Reputation: 5629
I basically have the same problem as the guy here: Python high memory usage with BeautifulSoup
My BeautifulSoup objects are not garbage collected, resulting in an important RAM consumption. Here is the code I use ("entry" is an object I get from a RSS web page. It is basically an RSS article).
title = entry.title
date = arrow.get(entry.updated).format('YYYY-MM-DD')
try:
url = entry.feedburner_origlink
except AttributeError:
url = entry.link
abstract = None
graphical_abstract = None
author = None
soup = BeautifulSoup(entry.summary)
r = soup("img", align="center")
print(r)
if r:
graphical_abstract = r[0]['src']
if response.status_code is requests.codes.ok:
soup = BeautifulSoup(response.text)
# Get the title (w/ html)
title = soup("h2", attrs={"class": "alpH1"})
if title:
title = title[0].renderContents().decode().lstrip().rstrip()
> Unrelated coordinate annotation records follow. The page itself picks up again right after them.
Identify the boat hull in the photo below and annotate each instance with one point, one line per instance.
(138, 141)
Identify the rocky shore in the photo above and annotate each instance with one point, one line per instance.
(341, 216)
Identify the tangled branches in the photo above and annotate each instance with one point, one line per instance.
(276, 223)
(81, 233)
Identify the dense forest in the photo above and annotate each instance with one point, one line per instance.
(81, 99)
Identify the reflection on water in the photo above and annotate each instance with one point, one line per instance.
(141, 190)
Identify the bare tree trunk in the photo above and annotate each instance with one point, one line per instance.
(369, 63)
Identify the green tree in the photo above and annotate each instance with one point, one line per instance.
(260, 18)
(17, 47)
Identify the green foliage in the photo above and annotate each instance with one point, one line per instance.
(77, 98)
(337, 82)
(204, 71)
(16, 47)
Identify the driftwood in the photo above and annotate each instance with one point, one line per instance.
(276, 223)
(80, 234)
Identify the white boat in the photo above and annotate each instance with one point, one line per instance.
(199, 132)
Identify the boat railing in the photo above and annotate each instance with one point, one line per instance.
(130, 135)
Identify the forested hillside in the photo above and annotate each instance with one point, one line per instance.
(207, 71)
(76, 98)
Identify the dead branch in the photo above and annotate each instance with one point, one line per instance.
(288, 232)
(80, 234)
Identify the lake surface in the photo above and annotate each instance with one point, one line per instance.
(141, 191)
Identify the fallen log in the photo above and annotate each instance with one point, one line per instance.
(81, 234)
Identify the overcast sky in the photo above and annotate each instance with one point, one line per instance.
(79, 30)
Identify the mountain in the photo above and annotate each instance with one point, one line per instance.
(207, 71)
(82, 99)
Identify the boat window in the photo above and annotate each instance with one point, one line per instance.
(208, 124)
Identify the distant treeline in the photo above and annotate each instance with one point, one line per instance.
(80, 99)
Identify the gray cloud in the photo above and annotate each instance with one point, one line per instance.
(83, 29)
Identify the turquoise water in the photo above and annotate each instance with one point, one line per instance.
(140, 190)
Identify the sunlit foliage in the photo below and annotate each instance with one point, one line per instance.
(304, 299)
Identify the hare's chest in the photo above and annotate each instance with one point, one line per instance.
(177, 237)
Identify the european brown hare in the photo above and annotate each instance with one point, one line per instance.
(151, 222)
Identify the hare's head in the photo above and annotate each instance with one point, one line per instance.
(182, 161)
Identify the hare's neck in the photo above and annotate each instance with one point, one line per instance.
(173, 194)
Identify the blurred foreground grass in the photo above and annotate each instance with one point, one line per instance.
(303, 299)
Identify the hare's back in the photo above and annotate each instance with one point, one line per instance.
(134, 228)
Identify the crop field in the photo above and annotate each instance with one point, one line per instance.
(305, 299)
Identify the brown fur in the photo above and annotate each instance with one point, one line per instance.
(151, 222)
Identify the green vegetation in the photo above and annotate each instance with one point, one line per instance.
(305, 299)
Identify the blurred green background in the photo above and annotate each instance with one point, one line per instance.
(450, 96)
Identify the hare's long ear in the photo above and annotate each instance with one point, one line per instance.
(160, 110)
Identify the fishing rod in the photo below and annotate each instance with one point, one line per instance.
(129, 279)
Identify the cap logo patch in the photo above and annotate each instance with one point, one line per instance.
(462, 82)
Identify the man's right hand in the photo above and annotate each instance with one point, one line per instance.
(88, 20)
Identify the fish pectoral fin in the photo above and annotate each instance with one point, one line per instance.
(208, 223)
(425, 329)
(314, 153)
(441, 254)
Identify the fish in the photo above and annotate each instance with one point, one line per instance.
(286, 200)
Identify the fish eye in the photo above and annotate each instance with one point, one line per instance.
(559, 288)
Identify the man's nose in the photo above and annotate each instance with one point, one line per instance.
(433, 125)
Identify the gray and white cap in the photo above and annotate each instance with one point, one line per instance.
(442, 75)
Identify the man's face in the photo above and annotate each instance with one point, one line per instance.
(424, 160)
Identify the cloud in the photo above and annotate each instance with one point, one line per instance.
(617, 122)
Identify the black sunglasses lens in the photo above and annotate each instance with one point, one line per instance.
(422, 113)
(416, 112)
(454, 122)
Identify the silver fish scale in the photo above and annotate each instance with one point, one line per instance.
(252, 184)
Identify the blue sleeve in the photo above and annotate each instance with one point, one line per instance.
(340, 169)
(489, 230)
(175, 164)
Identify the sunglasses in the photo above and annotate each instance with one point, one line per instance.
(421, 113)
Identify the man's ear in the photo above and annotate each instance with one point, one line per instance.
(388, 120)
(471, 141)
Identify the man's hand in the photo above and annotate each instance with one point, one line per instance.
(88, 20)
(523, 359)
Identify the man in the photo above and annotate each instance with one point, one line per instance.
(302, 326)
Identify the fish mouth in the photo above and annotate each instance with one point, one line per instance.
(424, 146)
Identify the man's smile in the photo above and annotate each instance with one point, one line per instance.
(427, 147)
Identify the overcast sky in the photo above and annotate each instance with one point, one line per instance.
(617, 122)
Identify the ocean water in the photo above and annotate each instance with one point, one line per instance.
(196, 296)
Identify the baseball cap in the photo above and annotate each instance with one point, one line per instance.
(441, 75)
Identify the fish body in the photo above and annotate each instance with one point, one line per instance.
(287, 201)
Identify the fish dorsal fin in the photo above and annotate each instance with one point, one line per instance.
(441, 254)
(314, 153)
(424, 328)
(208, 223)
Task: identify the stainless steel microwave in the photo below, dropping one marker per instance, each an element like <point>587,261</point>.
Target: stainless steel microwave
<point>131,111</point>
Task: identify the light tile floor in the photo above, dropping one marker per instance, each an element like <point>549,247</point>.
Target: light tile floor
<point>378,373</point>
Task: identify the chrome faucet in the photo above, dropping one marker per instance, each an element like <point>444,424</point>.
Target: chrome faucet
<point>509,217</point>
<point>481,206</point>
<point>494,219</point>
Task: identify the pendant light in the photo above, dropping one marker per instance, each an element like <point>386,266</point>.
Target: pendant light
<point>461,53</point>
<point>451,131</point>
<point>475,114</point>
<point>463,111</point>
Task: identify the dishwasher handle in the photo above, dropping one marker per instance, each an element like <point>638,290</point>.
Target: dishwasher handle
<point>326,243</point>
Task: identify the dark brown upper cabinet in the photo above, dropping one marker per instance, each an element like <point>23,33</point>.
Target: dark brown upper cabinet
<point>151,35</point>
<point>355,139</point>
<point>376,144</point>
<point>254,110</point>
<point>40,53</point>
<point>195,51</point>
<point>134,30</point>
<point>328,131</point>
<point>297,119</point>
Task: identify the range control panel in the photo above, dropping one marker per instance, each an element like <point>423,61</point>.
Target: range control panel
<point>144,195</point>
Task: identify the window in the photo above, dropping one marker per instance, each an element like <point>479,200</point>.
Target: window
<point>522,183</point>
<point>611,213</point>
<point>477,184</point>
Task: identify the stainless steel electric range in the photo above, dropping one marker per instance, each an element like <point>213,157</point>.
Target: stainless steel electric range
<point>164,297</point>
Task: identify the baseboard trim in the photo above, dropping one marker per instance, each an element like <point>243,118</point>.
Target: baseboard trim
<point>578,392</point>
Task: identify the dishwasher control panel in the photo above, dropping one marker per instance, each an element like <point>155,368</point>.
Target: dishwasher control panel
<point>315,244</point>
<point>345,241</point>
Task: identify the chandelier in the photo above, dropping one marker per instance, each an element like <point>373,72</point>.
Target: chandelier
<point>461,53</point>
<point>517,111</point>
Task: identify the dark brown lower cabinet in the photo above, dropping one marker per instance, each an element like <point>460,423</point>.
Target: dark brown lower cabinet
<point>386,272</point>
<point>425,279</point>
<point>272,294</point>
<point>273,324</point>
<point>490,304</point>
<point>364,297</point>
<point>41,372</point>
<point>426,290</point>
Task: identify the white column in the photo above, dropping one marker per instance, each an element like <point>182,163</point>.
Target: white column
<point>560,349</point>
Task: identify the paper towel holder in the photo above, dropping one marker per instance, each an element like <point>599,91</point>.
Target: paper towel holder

# Get the abstrat (w/ html)
r = soup("p", xmlns="http://www.rsc.org/schema/rscart38")
if r:
abstract = r[0].renderContents().decode()
if abstract == "":
abstract = None
r = soup("meta", attrs={"name": "citation_author"})
if r:
author = [tag['content'] for tag in r]
author = ", ".join(author)
So in the doc (http://www.crummy.com/software/BeautifulSoup/bs3/documentation.html#Improving%20Memory%20Usage%20with%20extract) they say the problem can come from the fact that, as long as you use a tag contained in the soup object, the soup object stays in memory. So I tried something like that (for every time I use a soup object in the previous example):
r = soup("img", align="center")[0].extract()
graphical_abstract = r['src']
But still, the memory is not freed when the program exits the scope.
So, I'm looking for an efficient way to delete a soup object from memory. Do you have any idea ?
Upvotes: 0
Views: 1829
Reputation: 21
To avoid great memory leak of BeautifulSoup objects try to use SoupStrainer class.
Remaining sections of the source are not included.